Leviten statt Messe gelesen. (Die Glosse am Sonntag)

 
Der Nokia-Abzug aus Rumänien ist weiterhin ein Ding der Kontroversen. Zunächst war es Gesprächsthema, ob die derzeitige Regierung nicht etwa das verpasst hat, was die Politiker aus der vorigen Legislaturperiode in Sachen Nokia aufgebaut haben. Der erste politische Schock ist vorbei.

Danach hatte die Regierung angeblich innerhalb weniger Stunden gleich eine Reihe von Ersatz-Investoren für Cluj im Ärmel. Die deutsche Bosch wurde bereits als sicherer Nachfolgebetrieb gehandelt. Derzeit steht das Thema längst nicht mehr im Vordergrund. Der wirtschaftliche Schock ist vorbei.

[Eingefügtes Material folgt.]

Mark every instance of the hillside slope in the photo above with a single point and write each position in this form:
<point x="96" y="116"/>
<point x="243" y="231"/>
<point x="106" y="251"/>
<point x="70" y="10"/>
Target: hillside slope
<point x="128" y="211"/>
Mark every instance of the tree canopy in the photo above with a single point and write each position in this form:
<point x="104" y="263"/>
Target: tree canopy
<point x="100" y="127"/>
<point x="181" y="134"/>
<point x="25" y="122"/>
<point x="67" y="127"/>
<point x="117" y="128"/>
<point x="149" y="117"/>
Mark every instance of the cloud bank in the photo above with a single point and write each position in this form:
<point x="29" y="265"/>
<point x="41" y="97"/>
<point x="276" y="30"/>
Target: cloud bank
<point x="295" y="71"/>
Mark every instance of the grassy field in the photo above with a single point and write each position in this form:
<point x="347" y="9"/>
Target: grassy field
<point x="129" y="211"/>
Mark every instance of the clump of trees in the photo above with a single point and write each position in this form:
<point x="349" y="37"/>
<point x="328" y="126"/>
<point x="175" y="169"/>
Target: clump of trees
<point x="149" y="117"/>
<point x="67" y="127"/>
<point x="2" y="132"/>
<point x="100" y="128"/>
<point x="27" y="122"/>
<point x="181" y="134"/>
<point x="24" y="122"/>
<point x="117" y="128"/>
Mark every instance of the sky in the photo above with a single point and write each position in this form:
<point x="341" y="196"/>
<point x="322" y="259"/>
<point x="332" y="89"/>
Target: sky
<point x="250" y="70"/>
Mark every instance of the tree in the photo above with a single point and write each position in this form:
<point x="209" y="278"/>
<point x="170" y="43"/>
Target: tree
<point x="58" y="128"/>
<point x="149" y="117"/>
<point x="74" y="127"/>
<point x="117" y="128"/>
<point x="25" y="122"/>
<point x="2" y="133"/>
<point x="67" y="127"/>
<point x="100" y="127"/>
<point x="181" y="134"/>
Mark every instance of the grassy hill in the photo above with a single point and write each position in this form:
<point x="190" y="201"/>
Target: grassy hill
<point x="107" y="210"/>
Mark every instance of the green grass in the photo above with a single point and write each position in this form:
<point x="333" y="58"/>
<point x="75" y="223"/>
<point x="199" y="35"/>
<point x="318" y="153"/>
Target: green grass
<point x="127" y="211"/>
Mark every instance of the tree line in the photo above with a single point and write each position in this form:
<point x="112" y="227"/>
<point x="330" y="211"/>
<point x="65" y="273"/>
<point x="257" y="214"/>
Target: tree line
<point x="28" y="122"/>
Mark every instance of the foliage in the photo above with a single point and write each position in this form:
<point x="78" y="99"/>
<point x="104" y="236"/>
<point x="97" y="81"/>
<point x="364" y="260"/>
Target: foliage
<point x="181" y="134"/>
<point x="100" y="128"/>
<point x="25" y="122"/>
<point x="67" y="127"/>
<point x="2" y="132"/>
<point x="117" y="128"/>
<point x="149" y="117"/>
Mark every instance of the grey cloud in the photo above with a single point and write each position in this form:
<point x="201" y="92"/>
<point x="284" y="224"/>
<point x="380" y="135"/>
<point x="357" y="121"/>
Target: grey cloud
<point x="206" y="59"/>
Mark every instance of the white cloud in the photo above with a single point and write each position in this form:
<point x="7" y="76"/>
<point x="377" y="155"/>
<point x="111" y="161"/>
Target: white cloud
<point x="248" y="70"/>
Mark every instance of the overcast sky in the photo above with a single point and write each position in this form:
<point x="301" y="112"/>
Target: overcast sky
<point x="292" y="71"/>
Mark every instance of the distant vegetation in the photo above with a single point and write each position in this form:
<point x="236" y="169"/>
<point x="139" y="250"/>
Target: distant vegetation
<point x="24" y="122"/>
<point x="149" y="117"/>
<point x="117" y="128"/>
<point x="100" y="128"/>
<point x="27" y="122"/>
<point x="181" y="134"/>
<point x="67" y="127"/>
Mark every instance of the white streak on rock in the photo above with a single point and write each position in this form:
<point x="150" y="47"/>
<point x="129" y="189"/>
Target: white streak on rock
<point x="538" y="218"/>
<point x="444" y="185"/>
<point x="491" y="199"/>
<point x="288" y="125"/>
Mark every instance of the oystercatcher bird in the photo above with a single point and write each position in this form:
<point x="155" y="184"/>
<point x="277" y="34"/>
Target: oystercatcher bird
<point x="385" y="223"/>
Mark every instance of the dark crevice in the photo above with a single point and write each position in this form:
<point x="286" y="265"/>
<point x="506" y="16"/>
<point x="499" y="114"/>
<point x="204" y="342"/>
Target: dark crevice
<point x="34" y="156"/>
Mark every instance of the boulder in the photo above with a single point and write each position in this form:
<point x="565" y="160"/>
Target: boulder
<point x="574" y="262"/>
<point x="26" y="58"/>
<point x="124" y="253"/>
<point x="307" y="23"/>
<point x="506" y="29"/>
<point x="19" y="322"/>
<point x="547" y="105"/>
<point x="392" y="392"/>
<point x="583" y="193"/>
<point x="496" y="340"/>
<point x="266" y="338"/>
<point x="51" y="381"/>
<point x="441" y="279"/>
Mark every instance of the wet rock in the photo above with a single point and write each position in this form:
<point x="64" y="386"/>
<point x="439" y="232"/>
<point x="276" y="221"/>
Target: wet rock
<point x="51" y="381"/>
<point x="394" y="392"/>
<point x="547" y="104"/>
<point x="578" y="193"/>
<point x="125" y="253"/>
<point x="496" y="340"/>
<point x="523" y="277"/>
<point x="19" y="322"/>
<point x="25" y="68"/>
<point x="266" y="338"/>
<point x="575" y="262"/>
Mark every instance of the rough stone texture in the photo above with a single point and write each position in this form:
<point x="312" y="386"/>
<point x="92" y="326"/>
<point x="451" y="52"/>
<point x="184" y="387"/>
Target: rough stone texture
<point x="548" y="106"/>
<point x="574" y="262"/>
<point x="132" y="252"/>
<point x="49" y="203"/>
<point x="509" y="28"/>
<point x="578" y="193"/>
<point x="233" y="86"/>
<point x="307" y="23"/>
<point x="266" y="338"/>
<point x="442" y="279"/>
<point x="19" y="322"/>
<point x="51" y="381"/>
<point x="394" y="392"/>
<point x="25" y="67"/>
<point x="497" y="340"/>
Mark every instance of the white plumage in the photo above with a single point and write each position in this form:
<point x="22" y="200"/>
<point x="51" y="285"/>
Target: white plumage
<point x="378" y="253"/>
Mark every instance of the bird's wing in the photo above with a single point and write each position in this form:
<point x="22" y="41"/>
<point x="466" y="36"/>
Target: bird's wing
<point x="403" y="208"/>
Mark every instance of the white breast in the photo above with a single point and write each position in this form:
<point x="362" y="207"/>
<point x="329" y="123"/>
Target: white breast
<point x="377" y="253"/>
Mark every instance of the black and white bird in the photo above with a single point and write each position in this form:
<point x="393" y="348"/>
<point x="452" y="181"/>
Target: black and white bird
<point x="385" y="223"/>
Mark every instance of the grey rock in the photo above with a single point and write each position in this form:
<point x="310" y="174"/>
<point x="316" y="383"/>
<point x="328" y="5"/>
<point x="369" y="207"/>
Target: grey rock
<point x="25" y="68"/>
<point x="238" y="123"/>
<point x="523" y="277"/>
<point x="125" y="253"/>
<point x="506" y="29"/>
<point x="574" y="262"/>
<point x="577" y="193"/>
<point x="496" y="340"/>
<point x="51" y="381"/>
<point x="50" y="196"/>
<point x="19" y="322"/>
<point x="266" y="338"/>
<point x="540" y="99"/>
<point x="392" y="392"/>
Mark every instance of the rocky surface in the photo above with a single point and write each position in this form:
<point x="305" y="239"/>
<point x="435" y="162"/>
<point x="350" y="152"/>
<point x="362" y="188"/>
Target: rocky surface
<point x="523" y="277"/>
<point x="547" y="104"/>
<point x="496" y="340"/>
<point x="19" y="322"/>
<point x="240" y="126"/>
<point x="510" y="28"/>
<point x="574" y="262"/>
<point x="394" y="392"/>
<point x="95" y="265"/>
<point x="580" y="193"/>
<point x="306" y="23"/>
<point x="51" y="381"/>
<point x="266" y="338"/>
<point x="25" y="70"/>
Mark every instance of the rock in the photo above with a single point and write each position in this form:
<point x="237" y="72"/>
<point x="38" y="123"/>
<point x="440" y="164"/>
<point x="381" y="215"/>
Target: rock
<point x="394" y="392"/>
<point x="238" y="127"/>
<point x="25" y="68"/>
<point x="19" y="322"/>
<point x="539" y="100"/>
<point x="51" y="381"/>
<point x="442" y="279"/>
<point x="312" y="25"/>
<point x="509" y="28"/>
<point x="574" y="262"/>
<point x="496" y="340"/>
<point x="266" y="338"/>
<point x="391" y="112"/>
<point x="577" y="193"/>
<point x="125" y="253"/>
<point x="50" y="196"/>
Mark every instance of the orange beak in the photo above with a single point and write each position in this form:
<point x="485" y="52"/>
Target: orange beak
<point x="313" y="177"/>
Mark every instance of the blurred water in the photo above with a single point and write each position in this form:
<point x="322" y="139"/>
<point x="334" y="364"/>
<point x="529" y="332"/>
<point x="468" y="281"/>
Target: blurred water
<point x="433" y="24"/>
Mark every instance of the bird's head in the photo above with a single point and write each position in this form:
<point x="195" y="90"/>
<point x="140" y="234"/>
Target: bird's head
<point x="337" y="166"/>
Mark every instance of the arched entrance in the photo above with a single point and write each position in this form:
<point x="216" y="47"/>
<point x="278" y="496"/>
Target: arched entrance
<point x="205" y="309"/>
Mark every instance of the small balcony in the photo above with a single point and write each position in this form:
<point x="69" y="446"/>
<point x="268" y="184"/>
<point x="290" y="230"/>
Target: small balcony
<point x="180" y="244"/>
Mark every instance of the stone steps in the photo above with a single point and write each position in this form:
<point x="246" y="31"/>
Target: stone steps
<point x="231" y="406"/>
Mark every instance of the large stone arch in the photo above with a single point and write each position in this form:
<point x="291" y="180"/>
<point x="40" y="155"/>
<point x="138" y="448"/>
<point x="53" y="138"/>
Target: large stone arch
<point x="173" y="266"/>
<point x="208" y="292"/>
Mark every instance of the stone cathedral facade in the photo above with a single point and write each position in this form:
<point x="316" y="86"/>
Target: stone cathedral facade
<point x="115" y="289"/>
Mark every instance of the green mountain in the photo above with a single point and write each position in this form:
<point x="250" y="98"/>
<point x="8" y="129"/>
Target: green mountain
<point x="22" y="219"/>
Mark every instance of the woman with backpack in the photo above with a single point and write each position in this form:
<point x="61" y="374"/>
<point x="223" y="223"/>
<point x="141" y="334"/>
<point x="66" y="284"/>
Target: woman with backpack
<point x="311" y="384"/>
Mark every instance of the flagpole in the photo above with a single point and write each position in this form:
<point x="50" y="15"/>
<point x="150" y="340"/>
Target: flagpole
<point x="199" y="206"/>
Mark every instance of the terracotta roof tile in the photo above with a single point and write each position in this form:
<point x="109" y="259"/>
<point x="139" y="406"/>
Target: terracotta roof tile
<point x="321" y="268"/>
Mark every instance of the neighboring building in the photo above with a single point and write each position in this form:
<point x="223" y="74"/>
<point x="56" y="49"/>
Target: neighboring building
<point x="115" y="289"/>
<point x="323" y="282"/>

Hohe Abfindungen für die entlassenen Nokia-Mitarbeiter sollten gesichert werden. Gewerkschaften und Politiker zogen in dieser Hinsicht am gleichen Strang. Noch vor wenigen Tagen was von 20 - 30 Monatslöhnen die Rede. Seit Wochenende schrumpfte die Summe auf drei - sieben Löhne. Der soziale Schock geht bestimmt auch vorbei.

Da klingt es wie Hohn, wenn Nokia jedem entlassenen Mitarbeiter zum Abschied ein Handy verspricht. Bei der Abfindung wird auch mobil telefonieren ein Luxus.